I couldn’t believe my luck. And I really didn’t trust it. A few days had passed since Lieutenant Serebryakov had been the voice of Being X, and nothing had seemingly changed. All I could do was really ‘prepare’. Which is to say, prepare for anything. ‘I don’t know what he has planned, but it’s probably got something to do with the Commonwealth.’ Or so I thought, and I thought about it a lot.
The ‘truce’ of the current ‘armistice’ was now extended, and in the last few days there hadn’t even been reports of Republic actions, the shock of the royal family’s mass deaths seems to have caught everybody unawares and unsure of quite how to respond.
‘I can feel Being X behind this. What an infantile child. He killed a whole family just to get me to notice him. I should feel special, but then again, that’s just a waste of human capital, and I can never respect that.’ I know I make a fierce sneer when I’m angry or disgusted, it’s probably part of why people think of me as a monster. I am very well aware that I am not a perfect person, and my personality might even be a bit twisted.
But even so, I’m better than those who don’t just waste their own lives, but everybody else’s too. Were I in charge, I would not waste time, money, or lives on pointless and destructive conflicts.
I couldn’t help but sigh and stretch up on my tiptoes to reach the next book I wanted. Since whatever Being X was scheming definitely involved the Commonwealth, I needed to know more about them. My education in their history was lacking, but I was able to glean a few things.
The Hundred Years War between my world’s England and France had taken place ‘similarly’ here but not exactly. Here the Commonwealth and the Republic started their fighting twenty years earlier, and ended thirty years later. I hopped up, snatched the book by the spine, and dragged it off the shelf. I grunted a little from the force and nearly dropped the damn thing, but caught it at the last minute as I stumbled.

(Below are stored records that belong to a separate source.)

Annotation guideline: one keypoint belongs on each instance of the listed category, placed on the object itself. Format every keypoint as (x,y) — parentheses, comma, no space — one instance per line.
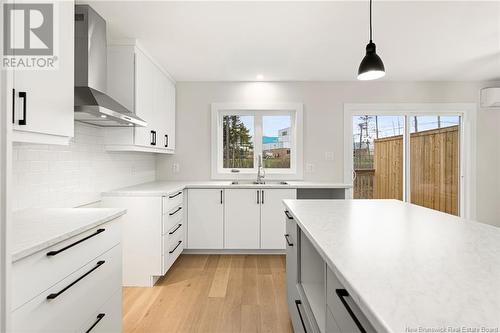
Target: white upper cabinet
(140,85)
(42,99)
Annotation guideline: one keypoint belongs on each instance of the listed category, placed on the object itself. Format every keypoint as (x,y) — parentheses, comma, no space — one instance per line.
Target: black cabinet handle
(342,293)
(153,138)
(297,303)
(98,319)
(53,253)
(13,106)
(175,212)
(173,196)
(55,295)
(173,231)
(172,251)
(22,94)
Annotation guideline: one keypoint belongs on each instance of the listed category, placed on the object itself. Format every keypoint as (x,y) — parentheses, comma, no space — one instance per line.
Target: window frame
(467,112)
(295,110)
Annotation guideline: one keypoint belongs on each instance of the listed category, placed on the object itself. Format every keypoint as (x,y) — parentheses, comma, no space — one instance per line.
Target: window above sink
(242,132)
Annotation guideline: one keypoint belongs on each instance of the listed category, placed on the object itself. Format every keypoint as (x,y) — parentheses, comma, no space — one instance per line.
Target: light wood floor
(212,293)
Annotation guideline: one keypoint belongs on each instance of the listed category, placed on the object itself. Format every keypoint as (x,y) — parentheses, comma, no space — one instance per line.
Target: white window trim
(296,109)
(468,113)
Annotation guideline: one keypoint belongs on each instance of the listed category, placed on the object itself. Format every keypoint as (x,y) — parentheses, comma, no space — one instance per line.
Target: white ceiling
(301,41)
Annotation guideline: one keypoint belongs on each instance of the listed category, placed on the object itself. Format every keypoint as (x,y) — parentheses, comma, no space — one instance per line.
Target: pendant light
(371,67)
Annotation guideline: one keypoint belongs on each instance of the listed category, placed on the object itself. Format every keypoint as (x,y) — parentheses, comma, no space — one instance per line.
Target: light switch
(176,167)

In gold embossed letters rendered grayish by the dust over the cover the title read, ‘From Uncommon Wealth to the Commonwealth, a History of the Peoples of the Isle’.
I almost laughed, I really did. It wasnt’ that I had no use for academics, after all, I was a studious student with studious ways and recognized the value of learning. How could I not? In both the old world as much as this one knowledge was power. Educated men and women held power over the uneducated. Educated men and women could control the minds of the ignorant by baffling them with nonsense or misleading them with a kernel of knowledge wrapped up in a pretty package full of lies.
No, what made me laugh was far simpler. ‘All this man’s work, and nobody has so much as cracked open the cover for at least seventy years.’ It was hard not to laugh at the struggle for relevance and how it all faded into obscurity over time. Based on the interior marks, it hadn’t even been checked out since the mid eighteen hundreds.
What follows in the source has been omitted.